Remove math formulas.
Replace numbers with letters.
Remove special characters.

Execution

python3 preProcessQuestions.py -quora data/quora_duplicate_questions.tsv -results data/question_pairs.csv

Parameters

Parameter	Description	Required	Default Value
input	Raw data set path	true	--
results	Results data set path	true	--

Samples generation

This process, besides generating the necessary question pair samples used by the main process, calculates the distance for each question pair. This is useful for two reasons:

The distance for each individual technique is later compared to the main process output.
The exact same samples generated by this process will be used by the main process. This will enable a fair comparison between methods.

Execution

python3 computeDistance.py -t bow -q data/question_pairs.csv

Parameters

Parameter	Description	Required	Default Value
t	Comparison technique. choices=['bow', 'tfidf', 'gtfidf', 'w2v', 'ft', 'sem']	true	--
q	Question pair data set path.	true	--
w	Number of parallel processes	false	8
b	Batch size. Number of question pairs distances calculated and written in one batch.	false	100000
k	Total runs number.	false	--
n	Questions subset size that will be processed.	false	0 -> All the questions
results_path	Path where the result files will be saved.	false	--
previous	Previous results file path (to resume an unfinished experiment).	false	--
sample	Path to sample file (if not provided, creates a new sample)	false	--
sample_file_name	First part of the sample file name (the string _runnumber.csv will be appended)	false	--

Main Process

This process is the main one of this method is based on three steps:

Similarity matrix calculation for each of the underlying similarity algorithms.
The generation of a partition set using k-medoids clustering technique.
The construction of a co-association matrix from clustering labels.

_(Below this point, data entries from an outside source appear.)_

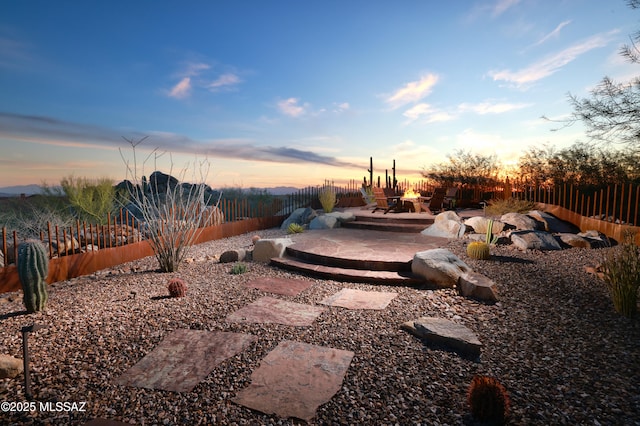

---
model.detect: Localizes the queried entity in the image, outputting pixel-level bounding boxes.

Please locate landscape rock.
[280,207,318,230]
[511,231,562,250]
[411,249,472,288]
[253,238,293,263]
[0,355,24,379]
[500,213,538,231]
[402,317,482,357]
[220,249,247,263]
[527,210,580,234]
[458,272,498,303]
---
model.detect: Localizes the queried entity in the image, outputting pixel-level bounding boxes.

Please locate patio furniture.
[372,187,401,214]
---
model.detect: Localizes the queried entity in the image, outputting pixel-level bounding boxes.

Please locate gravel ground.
[0,229,640,425]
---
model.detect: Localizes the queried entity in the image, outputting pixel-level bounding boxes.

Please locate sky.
[0,0,640,188]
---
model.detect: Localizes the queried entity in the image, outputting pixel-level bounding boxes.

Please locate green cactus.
[18,240,49,313]
[467,241,491,260]
[485,219,498,245]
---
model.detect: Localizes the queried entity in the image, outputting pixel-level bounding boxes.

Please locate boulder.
[253,238,293,263]
[500,213,538,231]
[402,317,482,357]
[464,216,504,235]
[280,207,318,230]
[458,272,498,303]
[0,355,24,379]
[220,249,247,263]
[421,211,467,238]
[511,231,562,250]
[411,249,471,288]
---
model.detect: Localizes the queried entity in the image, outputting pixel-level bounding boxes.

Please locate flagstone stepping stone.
[402,317,482,357]
[227,296,325,327]
[116,330,258,392]
[233,340,354,422]
[320,288,398,310]
[245,277,313,296]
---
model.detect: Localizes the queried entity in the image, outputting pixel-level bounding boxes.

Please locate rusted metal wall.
[0,216,285,293]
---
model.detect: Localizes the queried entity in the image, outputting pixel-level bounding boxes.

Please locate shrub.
[231,262,247,275]
[167,278,187,297]
[318,181,338,213]
[287,222,304,234]
[467,375,510,424]
[485,198,536,216]
[467,241,491,260]
[602,233,640,318]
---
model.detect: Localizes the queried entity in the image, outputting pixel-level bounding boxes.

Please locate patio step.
[271,256,424,285]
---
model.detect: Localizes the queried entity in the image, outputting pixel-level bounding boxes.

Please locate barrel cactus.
[467,241,491,260]
[18,240,49,313]
[467,375,510,425]
[167,278,187,297]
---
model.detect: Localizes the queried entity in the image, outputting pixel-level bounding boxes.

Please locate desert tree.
[120,137,217,272]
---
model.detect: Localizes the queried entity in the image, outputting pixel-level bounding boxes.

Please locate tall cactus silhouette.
[18,240,49,313]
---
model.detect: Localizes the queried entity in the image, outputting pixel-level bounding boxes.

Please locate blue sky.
[0,0,640,187]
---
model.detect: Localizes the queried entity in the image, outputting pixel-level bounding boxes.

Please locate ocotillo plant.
[18,240,49,313]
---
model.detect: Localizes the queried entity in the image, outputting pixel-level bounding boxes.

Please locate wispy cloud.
[385,74,438,109]
[533,20,571,46]
[277,98,309,117]
[169,77,191,99]
[488,31,617,88]
[458,102,531,115]
[207,73,242,92]
[491,0,520,17]
[0,112,361,167]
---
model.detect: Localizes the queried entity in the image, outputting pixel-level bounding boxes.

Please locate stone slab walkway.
[245,277,313,296]
[320,288,398,310]
[233,340,354,422]
[116,330,258,392]
[227,296,325,327]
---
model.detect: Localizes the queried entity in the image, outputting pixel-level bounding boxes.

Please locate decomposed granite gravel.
[0,229,640,425]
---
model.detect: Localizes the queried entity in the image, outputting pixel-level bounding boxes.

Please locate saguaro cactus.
[18,240,49,313]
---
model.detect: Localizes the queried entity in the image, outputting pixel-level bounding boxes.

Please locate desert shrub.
[318,181,338,213]
[231,262,247,275]
[467,375,510,424]
[602,233,640,318]
[287,222,304,234]
[486,198,536,216]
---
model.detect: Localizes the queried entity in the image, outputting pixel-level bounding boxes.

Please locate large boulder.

The script that performs the aforementioned steps is clusterEnsemble.py.

Execution

python3 /Users/ftesone/dev/big_data_text_similarity/clusterEnsemble.py -techniques bow,tfidf,w2v,ft,sem -questions_path "/Users/ftesone/Documents/Tesis/experiments/ensembles/inputs/w2v/100_10" -results_path "/Users/ftesone/Documents/Tesis/experiments/ensembles/results" -sample_size 100 -samples_number 10 -k 5 -clustering_runs 100 -in_progress_experiment_path "" -calc_distances_enabled -clustering_enabled -ensemble_enabled

Parameters

Parameter	Description	Required	Default Value
techniques	Comma-separated list of techniques. Full list: bow,gtfidf,w2v,ft,sem.	true	--
questions_path	Path where the input sample data set of CQA question pairs is located.	true	--
sample_size	Sample size. It's useful for build the input path and some data set generation.	false	0
samples_number	Numbers of samples that are going to be taken by the current experiment.	false	1
results_path	Path where the result files will be saved.	false	--
k	Number of clusters (medoids).	true	1
clustering_runs	Number of k-medoids clustering runs.	false	1
in_progress_experiment_path	If null, creates a new folder for the results.	false	False
calc_distances_enabled	Enabled step 1.**	false	False
clustering_enabled	Enabled step 2.**	false	False
ensemble_enabled	Enabled step 3.**	false	False
start_from_sample_num	Sample number to start from, in case samples_number > 1.	false	1

** These parameters are used if the parameter in_progress_experiment_path is set. For instance, is it possibe to re-use the similarity matrices from another execution and change the number of clusters, to generate a different output. For instance

-in_progress_experiment_path "samples_size_100_count_10_k_20_runs_100_202006070134" -clustering_enabled -ensemble_enabled

Results

This process will generate a folder for each experiment, to be able to organize several experiments with different parameters throughout the whole investigation process.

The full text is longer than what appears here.